Since our data are time series, the columns of $y$ and $X$ represent measurements at different instants in time. Note: Thunder automatically adds a row of 1's to the design matrix to model an intercept term.


In [11]:
X = regressors[['runningSpeed', 'corridorPosition']]

Unlike the correlation coefficient, linear regression is sensitive to the scale of the regressor. Thus, we standardize our regressors so that the resulting regression coefficients can be compared on the same scale. This will be useful later for visualization of the results.


In [12]:
from scipy.stats.mstats import zscore
X = zscore(X, axis=1)

For each pixel/series fit a linear regression model that predicts the pixel values from our regressors


In [13]:
from thunder import RegressionModel
results = RegressionModel.load(X, 'linear').fit(series)

The result is a Series with three indices: "betas" (the regression coefficients), "stats" (the $R^2$ value), and "resid" (the residuals)

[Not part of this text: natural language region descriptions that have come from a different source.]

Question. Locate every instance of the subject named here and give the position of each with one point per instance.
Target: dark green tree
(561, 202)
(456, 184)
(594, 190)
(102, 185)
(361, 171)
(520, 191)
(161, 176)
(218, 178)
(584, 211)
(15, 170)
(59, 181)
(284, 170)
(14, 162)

We can collect the regression coefficients and visualize how they are distribution across the image.


In [14]:
b1, b2 = results.select('betas').pack()
rsq = results.select('stats').pack()

In [15]:
image(rsq, bar=True)



In [16]:
b1map, b2map = center(b1), center(b2)

tile([b1map, b2map, rsq], cmap=['RdBu_r', 'RdBu_r', 'gray'], grid=(1,3), size=14)


To combine these sources of information, we will make composite maps, one for the first regressor, one for the second, and one for both. In each map, we'll pick a color to represent the regressor, and use the absolute value to represent all pixels that are related to that variable, whether positively or negative. We will also use $R^2$ as a mask, and use the mean image as a background to blend in.


In [17]:
m = data.mean()

In [18]:
c = Colorize(cmap='indexed', scale=5)

c.colors = ['green']
img1 = c.transform([abs(b1)], mask=rsq, background=m, mixing=0.75)

c.colors = ['red']
img2 = c.transform([abs(b2)], mask=rsq, background=m, mixing=0.75)

c.colors = ['green', 'red']
img3 = c.transform([abs(b1), abs(b2)], mask=rsq, background=m, mixing=0.75)

tile([img1, img2, img3], grid=(1,3), size=14)